How does a small town girl, one of 13 children, grow up to do anything worth writing about? Well, let me tell you. It wasn’t my plan, and I didn’t do it alone.  It’s not that I didn’t have plans. I did. I wanted to be a singer like my mother. She had studied opera at Indiana University for three years before becoming a wife and mother.  The babies just kept coming and soon the opera part had been thrown out the window with the bath water. Still, she didn’t give up on singing. I think everyone in town had my mother, and her equally talented sister, Rita, to sing for their wedding or funeral. Besides that she taught all thirteen of us to sing and harmonize with her. We were one big musical family. So my first career plan was to be a singer, preferably on the Lawrence Welk show.

My second plan came about because my dad was a recovering alcoholic. My older sister, Sherry, and I had to babysit our siblings at least three nights a week so that Dad and Mom could go to AA and Al-Anon meetings to keep Dad sober and mom from going crazy.  Sherry and I would get the kids bathed and in their pajamas. Then I would tell them a whopper of a story I made up. After I had their attention, I’d finish with a big finale. Putting them to bed with a story was fun. I started thinking maybe I could be a writer. I really loved working with children and dreamed I would be a children’s book author.

My last plan was to get married and have a home and children of my own. That one wasn’t going so well either. Sherry got all of the dates in High School. I never really had a boyfriend.  My father wanted all six of us girls to eventually be married off and in homes of our own. He felt that being a wife and mother was God’s greatest calling for a woman, but since I was not dating, he told me I definitely needed a job when I graduated to support myself.

I talked to my dad about my dreams; being a famous singer or an author, but he said I would never make any money in those two careers.  I always wondered if I would have been dating someone at the time, if he might not have been ok with my aspirations. After all, I could sing and write and still be a wife and mother. I did pretty well in High School and my counselor told me I might want to consider being an elementary teacher.

I had one of those “Aha!” moments when she said that, even though I had no idea how I’d be able to pay for college. I went to Ball State and that was where I found Jesus. Dad hoped I would come home with a degree and a husband, which I did.  I taught 5th and 6th graders for 29 years. I read my students stories I had written to encourage them to write. I sang songs I’d made up to make them laugh or to help them learn a particular lesson.  I became a mom and wrote songs and stories for my children. In the summers I sent my stories out to publishers. In the winter of the year, I counted all of my rejection letters.

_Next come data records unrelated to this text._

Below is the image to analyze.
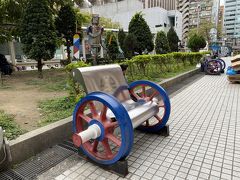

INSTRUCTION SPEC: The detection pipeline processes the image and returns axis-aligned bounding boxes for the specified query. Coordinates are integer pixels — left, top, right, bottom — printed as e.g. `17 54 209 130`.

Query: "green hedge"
123 52 209 81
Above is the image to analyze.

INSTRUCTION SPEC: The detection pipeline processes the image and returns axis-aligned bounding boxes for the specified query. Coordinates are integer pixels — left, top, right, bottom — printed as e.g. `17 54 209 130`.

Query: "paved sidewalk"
39 61 240 180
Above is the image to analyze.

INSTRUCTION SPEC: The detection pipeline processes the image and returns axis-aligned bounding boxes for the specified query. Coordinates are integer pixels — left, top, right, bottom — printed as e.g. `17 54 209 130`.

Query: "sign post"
73 34 80 60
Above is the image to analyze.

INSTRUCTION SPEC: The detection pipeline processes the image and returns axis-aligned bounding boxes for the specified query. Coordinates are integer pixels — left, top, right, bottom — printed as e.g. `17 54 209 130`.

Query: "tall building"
224 0 240 46
177 0 190 44
142 0 176 10
189 0 219 28
81 0 182 40
177 0 220 44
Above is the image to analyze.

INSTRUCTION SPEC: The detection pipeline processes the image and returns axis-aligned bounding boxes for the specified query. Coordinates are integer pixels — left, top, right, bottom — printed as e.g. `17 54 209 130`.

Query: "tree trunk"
37 60 43 79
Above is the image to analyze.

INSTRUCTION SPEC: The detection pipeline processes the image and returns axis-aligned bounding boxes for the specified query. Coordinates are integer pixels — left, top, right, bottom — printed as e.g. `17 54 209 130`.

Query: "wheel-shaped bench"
205 59 223 75
73 65 171 165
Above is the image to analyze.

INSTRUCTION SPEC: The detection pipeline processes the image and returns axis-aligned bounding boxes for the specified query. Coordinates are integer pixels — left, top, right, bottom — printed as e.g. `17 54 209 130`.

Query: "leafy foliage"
129 12 154 54
187 34 206 52
105 31 119 60
21 0 57 78
124 52 209 82
167 27 179 52
55 4 77 62
123 33 137 59
155 31 170 54
79 12 120 29
0 110 24 140
118 29 126 50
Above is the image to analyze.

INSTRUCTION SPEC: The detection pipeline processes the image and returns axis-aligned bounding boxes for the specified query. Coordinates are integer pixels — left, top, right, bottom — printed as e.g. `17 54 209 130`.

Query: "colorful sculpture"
87 14 104 65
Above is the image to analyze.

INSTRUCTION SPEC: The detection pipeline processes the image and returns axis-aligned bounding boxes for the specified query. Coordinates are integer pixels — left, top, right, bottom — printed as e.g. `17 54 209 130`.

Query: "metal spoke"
92 140 99 152
100 106 108 121
142 85 146 98
89 101 98 118
149 90 158 101
154 115 162 123
146 120 149 126
78 114 92 123
106 134 122 147
105 121 118 128
102 138 113 156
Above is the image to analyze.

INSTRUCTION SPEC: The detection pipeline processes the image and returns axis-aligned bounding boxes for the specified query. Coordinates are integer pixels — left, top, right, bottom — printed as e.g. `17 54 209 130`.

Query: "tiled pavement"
39 62 240 180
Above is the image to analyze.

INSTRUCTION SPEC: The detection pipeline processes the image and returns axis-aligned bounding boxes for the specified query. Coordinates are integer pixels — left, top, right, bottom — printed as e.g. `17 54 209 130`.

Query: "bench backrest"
73 64 129 99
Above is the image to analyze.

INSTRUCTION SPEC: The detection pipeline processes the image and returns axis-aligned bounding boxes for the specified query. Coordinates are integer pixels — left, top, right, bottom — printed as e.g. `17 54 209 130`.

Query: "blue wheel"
217 59 226 73
129 80 171 132
205 60 222 75
73 92 133 165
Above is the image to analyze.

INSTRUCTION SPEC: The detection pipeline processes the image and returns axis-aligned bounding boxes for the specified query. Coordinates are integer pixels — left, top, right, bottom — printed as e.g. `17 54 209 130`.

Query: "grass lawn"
0 62 195 139
0 110 26 140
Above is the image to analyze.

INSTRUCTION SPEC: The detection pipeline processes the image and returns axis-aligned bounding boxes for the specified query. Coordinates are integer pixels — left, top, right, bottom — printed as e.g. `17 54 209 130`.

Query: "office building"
224 0 240 47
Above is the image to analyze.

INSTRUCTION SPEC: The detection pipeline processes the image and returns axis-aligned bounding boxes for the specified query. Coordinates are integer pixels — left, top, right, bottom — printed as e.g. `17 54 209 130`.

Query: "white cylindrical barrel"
73 124 101 147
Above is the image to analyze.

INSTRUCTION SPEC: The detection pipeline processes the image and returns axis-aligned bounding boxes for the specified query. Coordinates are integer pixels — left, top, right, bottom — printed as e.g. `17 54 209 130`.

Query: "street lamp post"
197 1 201 33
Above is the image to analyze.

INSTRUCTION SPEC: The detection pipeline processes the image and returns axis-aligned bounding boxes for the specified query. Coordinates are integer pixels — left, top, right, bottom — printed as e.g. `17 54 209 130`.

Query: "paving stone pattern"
48 72 240 180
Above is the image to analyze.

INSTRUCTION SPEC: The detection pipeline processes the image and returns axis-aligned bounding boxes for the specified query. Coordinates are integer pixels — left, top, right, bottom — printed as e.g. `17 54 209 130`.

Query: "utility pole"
197 1 201 33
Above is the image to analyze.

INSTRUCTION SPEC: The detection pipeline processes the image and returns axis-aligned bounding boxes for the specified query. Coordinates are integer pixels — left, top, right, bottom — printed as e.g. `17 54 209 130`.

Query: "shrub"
123 34 137 59
187 34 206 52
128 12 154 54
155 31 170 54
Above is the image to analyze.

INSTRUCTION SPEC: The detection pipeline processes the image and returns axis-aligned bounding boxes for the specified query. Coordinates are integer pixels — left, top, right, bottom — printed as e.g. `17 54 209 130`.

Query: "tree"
167 27 179 52
118 29 126 50
20 0 57 78
106 31 119 60
123 34 138 59
155 31 170 54
187 34 206 52
55 4 77 62
0 0 26 43
128 12 154 54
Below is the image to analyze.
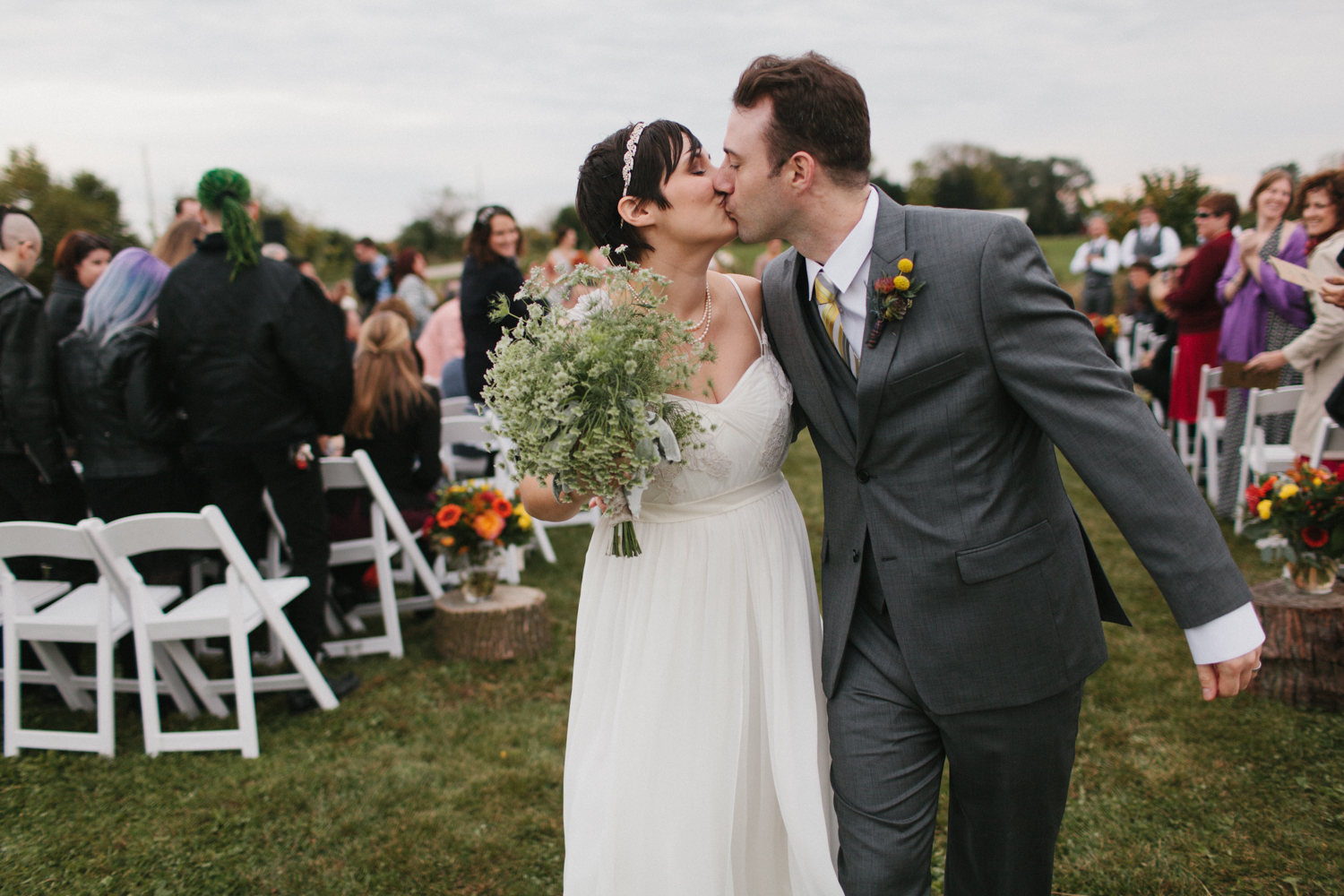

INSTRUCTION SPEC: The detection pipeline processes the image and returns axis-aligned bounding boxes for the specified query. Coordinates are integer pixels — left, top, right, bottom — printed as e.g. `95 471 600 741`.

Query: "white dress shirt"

It seemed none of my plans were quite working out like I wanted, except for being a mom. That was the absolute best.  I wondered if I should keep writing stories and songs when they took so much time and effort. I didn’t realize it at the time, but God had plans for me too, but He had a timeline that was different from mine.

Several years ago, our church started a Praise Band and they wanted someone to sing who could do harmony. They chose me and I was thrilled. I am still thrilled every Sunday that I get to sing in the Praise Band.  Then just when I was wondering when to retire from teaching, a publisher called me out of the blue and wanted to publish my first novel, Call Me Lizzy.  If I could put that whole book down into one sentence, it would be this: Never quit believing that God answers prayer.

Maybe your plan is not going how you want it to go either.  Ask God to show you what His plan is, and be ready to wait for His perfect timing. In the meantime, use those talents any way you can.  Ecclesiastes 11:6 says, “So your seed in the morning, and at evening let not your hands be idle, for you do not know which will succeed, whether this or that, or whether both will do equally well.” So sing, write, dance, draw, whatever inspires you and trust that God has the better plan. He’ll show it to you when the time is right and you are ready for it.